Updated: Mar 12, 2022

Can you have sex if you have a chronic illness?


A new diagnosis can make doing everyday tasks daunting, including having sex.


You might be worried that your body is no longer functioning as it did or that your symptoms will restrict you.


You might be concerned about how your body looks, feels, or performs.



If your partner is your caregiver, the dynamics in your relationship might have changed. You might also have less energy and desire for sex.


But sex is still possible with a chronic illness as long as you and your partner are willing to communicate and get creative.


1. Sex does not always mean penetration. Get creative and experiment. This can be a great way to maintain closeness with your partner if you are avoiding more strenuous physical activity.


Try out toys or explore mutual masturbation. This can create more intimacy with your partner.


Focus on intimacy and pleasure over performance and orgasm. Non-sexual intimacy, like taking a trip together or just cuddling is also very important.


2. Communication is key. It can be scary to tell your partner that you can’t have sex in certain positions due to pain or fatigue.


But this can be a great chance to get to know each other better and discuss what changes you would like to make in your sex life.


Try to accept that the diagnosis changes the relationship, and try to come up with a new normal for you both.


3. Plan ahead.

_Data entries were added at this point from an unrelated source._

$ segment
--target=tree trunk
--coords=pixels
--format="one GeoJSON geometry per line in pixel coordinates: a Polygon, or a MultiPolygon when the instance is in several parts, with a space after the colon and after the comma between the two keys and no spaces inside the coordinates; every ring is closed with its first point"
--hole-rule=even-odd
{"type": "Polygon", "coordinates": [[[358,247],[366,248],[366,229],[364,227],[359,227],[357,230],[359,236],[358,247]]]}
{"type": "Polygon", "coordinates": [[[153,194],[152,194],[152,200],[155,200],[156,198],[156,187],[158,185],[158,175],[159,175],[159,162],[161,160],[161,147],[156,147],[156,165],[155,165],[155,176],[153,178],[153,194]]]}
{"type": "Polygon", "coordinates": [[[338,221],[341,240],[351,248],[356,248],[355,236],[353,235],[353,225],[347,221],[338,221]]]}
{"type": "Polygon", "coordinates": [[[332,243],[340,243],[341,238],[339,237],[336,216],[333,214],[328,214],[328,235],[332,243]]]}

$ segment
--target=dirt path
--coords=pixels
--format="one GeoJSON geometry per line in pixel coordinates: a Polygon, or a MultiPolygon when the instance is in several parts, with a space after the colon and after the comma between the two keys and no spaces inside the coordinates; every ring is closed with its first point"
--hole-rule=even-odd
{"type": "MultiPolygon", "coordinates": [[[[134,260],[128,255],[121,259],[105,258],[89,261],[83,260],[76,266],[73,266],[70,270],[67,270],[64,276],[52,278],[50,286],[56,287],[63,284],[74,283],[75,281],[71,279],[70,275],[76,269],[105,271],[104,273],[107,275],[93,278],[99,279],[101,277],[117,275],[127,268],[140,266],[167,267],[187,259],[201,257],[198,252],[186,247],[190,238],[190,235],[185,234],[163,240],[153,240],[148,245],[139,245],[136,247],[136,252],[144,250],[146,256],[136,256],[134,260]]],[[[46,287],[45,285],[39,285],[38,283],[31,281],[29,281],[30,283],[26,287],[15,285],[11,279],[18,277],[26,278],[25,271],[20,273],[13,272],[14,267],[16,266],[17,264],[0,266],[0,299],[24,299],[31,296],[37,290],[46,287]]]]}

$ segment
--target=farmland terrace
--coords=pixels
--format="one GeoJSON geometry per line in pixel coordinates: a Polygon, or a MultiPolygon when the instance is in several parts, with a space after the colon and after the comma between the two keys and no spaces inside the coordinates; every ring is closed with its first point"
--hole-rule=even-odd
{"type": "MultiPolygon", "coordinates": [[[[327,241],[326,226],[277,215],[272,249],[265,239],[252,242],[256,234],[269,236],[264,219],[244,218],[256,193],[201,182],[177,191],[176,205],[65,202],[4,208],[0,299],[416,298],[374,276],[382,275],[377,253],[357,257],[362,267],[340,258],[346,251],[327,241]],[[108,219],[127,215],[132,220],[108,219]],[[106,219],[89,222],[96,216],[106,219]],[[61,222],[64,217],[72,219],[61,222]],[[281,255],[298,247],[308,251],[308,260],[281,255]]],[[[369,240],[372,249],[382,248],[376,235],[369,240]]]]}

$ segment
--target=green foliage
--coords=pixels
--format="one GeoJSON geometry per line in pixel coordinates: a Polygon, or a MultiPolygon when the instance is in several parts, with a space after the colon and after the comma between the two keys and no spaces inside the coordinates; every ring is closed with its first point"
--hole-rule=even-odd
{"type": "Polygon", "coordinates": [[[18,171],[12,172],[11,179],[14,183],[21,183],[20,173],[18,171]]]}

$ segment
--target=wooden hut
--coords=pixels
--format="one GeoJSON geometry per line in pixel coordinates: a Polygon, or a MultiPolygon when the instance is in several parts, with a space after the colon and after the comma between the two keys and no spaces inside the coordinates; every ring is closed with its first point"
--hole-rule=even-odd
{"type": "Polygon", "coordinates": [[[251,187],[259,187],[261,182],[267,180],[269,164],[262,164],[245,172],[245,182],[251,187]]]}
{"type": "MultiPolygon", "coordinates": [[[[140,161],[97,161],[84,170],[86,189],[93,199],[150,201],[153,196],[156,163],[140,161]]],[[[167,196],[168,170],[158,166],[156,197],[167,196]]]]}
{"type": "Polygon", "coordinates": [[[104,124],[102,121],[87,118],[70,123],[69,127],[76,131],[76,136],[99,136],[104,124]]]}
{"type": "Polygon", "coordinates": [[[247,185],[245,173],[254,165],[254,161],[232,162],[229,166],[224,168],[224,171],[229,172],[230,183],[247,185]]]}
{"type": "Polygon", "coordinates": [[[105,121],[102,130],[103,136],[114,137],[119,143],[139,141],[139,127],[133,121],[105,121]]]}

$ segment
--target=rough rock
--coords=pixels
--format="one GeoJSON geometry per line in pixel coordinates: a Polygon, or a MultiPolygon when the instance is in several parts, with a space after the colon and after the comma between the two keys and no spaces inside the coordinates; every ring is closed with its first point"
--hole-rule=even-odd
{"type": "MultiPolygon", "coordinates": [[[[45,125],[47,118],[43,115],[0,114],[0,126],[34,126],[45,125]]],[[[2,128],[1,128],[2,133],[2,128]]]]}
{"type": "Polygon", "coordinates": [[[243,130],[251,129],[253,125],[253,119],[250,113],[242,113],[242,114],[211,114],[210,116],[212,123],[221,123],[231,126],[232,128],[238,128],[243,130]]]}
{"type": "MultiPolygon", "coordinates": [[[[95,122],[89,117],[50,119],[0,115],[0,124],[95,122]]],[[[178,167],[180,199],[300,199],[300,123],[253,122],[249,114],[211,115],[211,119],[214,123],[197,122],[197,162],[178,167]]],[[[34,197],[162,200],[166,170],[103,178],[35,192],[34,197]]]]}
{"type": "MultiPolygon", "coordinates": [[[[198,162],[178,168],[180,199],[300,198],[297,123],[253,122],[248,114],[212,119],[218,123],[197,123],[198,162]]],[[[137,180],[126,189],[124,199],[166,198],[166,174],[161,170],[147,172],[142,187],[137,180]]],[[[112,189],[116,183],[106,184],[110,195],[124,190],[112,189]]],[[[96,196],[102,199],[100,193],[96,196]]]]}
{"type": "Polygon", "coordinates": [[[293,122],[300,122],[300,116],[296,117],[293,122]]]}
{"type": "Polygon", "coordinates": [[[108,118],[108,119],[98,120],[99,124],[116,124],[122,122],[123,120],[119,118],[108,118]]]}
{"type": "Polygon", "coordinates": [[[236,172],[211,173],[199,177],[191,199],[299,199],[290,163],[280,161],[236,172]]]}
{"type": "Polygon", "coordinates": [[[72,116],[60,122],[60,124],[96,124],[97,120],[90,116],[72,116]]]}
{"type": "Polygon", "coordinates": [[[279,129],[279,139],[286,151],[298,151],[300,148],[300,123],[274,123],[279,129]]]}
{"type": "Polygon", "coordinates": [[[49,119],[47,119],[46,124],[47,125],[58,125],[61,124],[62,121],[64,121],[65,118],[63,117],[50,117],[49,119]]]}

Make sure that you are well rested before sex. Don’t be afraid to take a break during sex to cool off or hydrate.


For those with POTS:

  • Plan sexual activity when you feel less symptomatic. For many, this is in the afternoon or evening.

  • Avoid positions that cause blood pooling

  • Make sure the room is cool so that you do not overheat

  • Do not skip your medications before sex

  • Avoid taking hot showers and baths before sex


Sex is about the journey, not the destination. So take sex at a pace that you and your partner enjoy, don’t compare your journey with others or what you think ‘should’ happen during sex.